Yes they do. The Royal Navy images contain enough information to search the archives and build a picture of what the relative(s) were doing in the mid 30's Royal Navy. I wonder if he/they survived the looming conflict? Many of the ships and ratings on that autumn cruise undertaken by H. M. S. Queen Elizabeth were early casualties.


----------



## flyboys90 (Apr 28, 2013)

What an ace place with so much to see,thanks for sharing


----------



## prettyvacant71 (May 8, 2013)

oh it looks a lovely little place...did u both do abit of dustin before u took ya pics, very clean

morals, manners and men book...hmmm i know a few who need to read dat

did u both take a little nap, looks temptin


----------



## shatners (May 8, 2013)

Nice work both... lovely pics as always.

Mmmmmm cant beat a nice bit of mit muff


----------



## TeeJF (May 8, 2013)

My life NK, you DO have such an eye for a pic. So the "seamstress" smoked Capstan Full Strength, was a disciple of Hevelock Ellis, poo'ed in a commode, and was probably related in some way to a sailor from the Second World war. 

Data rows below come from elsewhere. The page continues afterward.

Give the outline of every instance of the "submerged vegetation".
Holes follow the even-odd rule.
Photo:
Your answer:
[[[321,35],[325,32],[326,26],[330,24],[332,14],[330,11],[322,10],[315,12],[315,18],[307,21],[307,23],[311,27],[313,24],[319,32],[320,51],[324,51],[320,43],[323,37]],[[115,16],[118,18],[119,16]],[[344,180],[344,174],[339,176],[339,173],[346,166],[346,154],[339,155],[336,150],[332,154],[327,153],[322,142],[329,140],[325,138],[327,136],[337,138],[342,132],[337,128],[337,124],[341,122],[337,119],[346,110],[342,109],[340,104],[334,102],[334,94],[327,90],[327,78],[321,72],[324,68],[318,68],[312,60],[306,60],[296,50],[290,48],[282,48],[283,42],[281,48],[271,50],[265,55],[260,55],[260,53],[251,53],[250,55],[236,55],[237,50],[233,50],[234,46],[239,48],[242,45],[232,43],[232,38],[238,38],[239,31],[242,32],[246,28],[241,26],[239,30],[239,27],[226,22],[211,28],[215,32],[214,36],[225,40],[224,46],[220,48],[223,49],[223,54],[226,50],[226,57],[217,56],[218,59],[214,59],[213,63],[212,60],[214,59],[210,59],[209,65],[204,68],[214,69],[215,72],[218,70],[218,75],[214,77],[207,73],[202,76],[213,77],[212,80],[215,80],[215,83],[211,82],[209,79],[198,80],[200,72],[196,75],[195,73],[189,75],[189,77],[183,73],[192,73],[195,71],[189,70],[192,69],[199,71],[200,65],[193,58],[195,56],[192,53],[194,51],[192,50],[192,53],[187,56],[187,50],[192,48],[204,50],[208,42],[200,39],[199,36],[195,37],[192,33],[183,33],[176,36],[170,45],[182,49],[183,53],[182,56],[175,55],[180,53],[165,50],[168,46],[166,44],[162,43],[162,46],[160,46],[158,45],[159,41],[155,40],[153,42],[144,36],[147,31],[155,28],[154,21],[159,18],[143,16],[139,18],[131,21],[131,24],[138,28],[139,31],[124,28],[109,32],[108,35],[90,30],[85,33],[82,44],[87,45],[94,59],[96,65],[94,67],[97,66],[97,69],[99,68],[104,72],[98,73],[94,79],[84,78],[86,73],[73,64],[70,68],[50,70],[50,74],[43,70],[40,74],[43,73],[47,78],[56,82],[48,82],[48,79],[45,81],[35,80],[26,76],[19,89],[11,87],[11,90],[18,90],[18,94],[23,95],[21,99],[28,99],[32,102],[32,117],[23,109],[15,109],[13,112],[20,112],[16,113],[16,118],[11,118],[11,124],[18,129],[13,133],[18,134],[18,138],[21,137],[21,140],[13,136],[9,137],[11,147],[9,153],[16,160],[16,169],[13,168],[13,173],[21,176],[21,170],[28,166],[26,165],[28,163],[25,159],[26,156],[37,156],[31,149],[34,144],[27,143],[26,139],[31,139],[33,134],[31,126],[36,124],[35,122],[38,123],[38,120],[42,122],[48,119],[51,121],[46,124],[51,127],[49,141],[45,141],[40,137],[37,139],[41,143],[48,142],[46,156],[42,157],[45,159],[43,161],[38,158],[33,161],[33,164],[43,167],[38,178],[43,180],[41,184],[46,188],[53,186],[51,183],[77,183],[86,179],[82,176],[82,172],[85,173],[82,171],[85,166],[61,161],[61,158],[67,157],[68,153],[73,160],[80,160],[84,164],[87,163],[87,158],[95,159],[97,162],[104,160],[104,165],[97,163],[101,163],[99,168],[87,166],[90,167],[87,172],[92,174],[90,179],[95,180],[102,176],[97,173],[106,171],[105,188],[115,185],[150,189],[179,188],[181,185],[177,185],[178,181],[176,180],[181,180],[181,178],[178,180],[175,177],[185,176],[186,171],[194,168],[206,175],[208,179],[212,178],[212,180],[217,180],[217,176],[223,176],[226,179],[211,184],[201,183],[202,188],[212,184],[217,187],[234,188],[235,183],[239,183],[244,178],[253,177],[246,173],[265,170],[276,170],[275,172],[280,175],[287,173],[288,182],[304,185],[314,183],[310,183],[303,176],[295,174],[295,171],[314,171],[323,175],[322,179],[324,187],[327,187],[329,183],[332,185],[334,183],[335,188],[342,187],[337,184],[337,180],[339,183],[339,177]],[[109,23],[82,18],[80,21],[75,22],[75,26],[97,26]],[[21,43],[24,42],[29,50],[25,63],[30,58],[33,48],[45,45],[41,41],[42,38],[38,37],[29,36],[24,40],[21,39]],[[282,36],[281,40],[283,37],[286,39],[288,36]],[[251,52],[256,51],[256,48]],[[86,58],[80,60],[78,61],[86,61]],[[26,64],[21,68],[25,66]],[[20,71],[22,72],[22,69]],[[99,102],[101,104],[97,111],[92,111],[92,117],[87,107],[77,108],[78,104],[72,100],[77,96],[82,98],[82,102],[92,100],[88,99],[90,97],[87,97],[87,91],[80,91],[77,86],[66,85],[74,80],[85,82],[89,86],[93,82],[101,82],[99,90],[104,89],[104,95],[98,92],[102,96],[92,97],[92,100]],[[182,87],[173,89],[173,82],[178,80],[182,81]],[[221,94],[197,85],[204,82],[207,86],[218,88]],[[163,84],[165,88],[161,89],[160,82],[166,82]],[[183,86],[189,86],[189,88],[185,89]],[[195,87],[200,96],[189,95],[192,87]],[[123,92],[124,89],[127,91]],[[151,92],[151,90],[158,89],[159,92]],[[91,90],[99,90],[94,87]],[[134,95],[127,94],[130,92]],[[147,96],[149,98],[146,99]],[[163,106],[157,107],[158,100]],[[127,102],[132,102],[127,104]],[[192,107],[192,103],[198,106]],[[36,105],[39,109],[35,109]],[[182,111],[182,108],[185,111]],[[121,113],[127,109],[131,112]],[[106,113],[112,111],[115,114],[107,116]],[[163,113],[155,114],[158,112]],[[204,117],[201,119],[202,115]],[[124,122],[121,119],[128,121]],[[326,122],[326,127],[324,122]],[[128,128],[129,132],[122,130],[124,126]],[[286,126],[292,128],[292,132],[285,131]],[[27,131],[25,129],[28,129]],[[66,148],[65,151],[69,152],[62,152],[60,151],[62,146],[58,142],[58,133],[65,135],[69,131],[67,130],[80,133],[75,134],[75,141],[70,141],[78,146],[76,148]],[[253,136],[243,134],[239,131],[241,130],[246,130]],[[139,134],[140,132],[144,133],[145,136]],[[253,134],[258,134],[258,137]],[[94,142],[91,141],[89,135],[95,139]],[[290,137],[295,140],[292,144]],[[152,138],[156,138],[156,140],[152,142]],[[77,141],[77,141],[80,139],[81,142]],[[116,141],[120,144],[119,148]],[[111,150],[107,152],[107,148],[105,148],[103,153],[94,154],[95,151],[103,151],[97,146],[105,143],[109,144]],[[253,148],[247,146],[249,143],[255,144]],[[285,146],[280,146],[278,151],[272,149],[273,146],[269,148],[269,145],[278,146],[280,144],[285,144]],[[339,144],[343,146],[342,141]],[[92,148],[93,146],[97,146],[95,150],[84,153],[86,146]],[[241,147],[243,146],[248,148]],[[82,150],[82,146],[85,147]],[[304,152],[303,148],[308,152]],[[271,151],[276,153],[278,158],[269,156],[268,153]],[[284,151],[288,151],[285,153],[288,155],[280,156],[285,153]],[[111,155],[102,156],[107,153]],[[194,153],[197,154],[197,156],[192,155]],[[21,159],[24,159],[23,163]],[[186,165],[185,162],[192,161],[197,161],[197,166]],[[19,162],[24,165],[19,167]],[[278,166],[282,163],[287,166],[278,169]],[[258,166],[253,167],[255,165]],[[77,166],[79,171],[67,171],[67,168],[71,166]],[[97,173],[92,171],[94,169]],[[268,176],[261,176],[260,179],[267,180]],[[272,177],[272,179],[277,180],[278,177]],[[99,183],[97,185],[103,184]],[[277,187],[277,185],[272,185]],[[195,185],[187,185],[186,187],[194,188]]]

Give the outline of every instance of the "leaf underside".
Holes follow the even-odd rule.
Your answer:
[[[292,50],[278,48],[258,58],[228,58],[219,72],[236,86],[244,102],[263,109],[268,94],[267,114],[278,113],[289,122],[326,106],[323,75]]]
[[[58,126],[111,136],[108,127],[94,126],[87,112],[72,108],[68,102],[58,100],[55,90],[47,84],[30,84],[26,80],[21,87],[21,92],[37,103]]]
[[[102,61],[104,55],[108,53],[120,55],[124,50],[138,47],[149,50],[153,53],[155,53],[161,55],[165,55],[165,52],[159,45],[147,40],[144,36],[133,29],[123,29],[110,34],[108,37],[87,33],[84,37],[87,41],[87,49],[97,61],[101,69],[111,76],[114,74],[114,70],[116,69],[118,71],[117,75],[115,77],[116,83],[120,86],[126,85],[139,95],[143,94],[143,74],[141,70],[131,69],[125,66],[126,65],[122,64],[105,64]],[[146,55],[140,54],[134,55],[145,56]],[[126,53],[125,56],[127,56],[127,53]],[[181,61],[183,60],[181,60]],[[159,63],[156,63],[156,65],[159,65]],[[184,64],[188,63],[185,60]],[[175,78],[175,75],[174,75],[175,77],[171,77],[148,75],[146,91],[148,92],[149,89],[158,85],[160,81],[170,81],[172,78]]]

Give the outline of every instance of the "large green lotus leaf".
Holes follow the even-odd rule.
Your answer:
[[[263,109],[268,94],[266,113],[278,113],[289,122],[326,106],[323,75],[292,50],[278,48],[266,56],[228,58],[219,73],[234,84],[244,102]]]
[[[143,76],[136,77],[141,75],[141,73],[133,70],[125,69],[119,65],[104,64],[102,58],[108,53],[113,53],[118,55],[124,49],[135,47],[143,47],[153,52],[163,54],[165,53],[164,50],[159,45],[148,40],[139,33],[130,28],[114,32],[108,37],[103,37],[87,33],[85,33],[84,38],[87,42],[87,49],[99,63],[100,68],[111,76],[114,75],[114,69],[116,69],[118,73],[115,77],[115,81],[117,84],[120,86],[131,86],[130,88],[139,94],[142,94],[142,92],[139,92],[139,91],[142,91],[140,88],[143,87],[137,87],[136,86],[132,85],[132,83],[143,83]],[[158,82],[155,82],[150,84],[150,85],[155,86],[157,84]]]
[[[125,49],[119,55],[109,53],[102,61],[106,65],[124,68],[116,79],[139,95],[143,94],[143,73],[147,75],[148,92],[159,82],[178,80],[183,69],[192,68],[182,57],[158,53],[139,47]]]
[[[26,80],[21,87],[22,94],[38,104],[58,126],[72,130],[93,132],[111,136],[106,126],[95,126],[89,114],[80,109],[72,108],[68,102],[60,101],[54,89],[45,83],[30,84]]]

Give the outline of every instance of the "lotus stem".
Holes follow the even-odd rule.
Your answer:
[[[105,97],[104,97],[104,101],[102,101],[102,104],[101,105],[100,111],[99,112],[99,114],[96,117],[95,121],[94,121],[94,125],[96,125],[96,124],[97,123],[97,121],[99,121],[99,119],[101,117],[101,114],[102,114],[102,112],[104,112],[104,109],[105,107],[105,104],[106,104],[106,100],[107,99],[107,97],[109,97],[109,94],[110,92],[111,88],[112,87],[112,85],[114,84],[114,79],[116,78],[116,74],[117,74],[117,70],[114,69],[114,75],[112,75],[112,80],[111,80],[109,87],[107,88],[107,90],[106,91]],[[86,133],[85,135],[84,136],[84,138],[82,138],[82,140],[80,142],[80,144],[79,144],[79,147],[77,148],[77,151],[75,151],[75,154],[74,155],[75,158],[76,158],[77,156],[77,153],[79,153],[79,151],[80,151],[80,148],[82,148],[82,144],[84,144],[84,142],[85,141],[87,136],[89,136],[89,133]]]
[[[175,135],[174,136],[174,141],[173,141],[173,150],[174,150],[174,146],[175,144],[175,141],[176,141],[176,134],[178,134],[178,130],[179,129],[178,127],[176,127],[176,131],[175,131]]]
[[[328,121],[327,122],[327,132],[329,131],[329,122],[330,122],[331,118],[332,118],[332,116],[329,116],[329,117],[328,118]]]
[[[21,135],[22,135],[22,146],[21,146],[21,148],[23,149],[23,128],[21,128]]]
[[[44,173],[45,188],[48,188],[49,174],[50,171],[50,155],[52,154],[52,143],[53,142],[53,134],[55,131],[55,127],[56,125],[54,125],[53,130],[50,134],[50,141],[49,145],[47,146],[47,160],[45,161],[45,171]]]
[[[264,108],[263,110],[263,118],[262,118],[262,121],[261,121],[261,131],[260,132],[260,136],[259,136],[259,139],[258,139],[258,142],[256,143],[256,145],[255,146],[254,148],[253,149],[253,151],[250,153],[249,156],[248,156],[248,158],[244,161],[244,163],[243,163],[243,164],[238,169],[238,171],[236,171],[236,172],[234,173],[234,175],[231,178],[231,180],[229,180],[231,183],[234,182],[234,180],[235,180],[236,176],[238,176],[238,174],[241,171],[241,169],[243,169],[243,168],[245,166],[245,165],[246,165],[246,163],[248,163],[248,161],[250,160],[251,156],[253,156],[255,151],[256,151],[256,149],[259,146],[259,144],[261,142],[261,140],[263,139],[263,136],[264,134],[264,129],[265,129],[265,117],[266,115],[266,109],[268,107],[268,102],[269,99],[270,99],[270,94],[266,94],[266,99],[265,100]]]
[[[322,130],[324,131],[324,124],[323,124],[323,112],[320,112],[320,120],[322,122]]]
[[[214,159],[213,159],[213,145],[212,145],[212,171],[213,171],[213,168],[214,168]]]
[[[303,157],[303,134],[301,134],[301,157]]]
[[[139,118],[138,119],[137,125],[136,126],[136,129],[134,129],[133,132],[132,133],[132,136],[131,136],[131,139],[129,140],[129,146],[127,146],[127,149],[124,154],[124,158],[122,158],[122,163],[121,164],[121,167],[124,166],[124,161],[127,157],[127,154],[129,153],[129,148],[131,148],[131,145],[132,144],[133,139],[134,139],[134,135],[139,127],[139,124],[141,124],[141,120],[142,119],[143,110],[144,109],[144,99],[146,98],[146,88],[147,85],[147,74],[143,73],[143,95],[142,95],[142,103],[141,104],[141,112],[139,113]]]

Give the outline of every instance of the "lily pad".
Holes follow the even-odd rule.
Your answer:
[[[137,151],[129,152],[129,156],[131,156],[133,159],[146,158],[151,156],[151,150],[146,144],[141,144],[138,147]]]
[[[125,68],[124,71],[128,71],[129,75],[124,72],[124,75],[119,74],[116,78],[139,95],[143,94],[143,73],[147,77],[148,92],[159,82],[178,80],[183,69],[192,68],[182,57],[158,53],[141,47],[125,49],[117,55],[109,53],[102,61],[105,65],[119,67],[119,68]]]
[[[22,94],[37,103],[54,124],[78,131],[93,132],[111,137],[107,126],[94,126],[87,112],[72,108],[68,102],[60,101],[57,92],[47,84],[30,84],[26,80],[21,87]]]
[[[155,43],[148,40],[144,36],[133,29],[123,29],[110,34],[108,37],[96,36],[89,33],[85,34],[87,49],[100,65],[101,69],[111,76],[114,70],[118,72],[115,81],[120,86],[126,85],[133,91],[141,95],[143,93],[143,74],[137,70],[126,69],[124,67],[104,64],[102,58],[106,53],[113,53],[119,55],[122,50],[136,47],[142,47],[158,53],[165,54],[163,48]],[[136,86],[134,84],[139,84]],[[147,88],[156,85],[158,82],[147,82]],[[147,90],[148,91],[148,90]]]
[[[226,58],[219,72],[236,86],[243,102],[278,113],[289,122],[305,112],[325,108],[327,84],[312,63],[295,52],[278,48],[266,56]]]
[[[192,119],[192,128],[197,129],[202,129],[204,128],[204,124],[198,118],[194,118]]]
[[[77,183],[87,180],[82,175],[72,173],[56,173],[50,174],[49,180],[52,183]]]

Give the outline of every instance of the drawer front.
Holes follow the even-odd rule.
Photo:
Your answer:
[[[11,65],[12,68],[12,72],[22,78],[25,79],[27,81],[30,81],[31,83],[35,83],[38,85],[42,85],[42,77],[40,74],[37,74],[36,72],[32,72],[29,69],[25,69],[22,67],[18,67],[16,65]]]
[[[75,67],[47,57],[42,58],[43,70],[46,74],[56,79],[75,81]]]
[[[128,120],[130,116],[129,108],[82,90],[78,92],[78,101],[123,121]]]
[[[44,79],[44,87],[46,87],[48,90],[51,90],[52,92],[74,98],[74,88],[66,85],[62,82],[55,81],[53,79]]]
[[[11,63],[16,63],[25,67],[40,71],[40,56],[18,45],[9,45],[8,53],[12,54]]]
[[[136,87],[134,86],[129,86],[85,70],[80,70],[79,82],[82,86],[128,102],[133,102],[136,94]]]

Love the Supermarine Walrus photograph...

Great stuff as always.


----------



## skankypants (May 8, 2013)

As always you pair have found another remarcable place..top work..


----------



## krela (May 8, 2013)

There's some fascinating things here. I'd love to read that book, and a folk dancing award? Awesome.


----------



## Mars Lander (May 8, 2013)

wow just riveting stuff, excellent sets !!


----------



## karltrowitz (May 11, 2013)

Those photo albums are great. Would love to see more of them...


----------



## shot_in_the_dark (May 12, 2013)

once again, fantastic shots by both. love the old photographs, something so magical about old film images


----------



## Quattre (Jul 9, 2013)

Wow, such a feeling of absence... How come nobody felt like recovering those memories? where are the kids on the pictures? Was this old lady all alone? Can't wrap my head around so much loneliness (especialy since I'm a seamstress myself, BTW...)


----------



## MCrosbie (Jul 10, 2013)

Love it!! nice one peeps for sharing and grate shots


----------



## woodland pixie (Jul 11, 2013)

Wow just awesome! And that book about eugenics and war seems like it would be even more pertinent today...


----------



## shane.c (Jul 12, 2013)

Very good pics ,


----------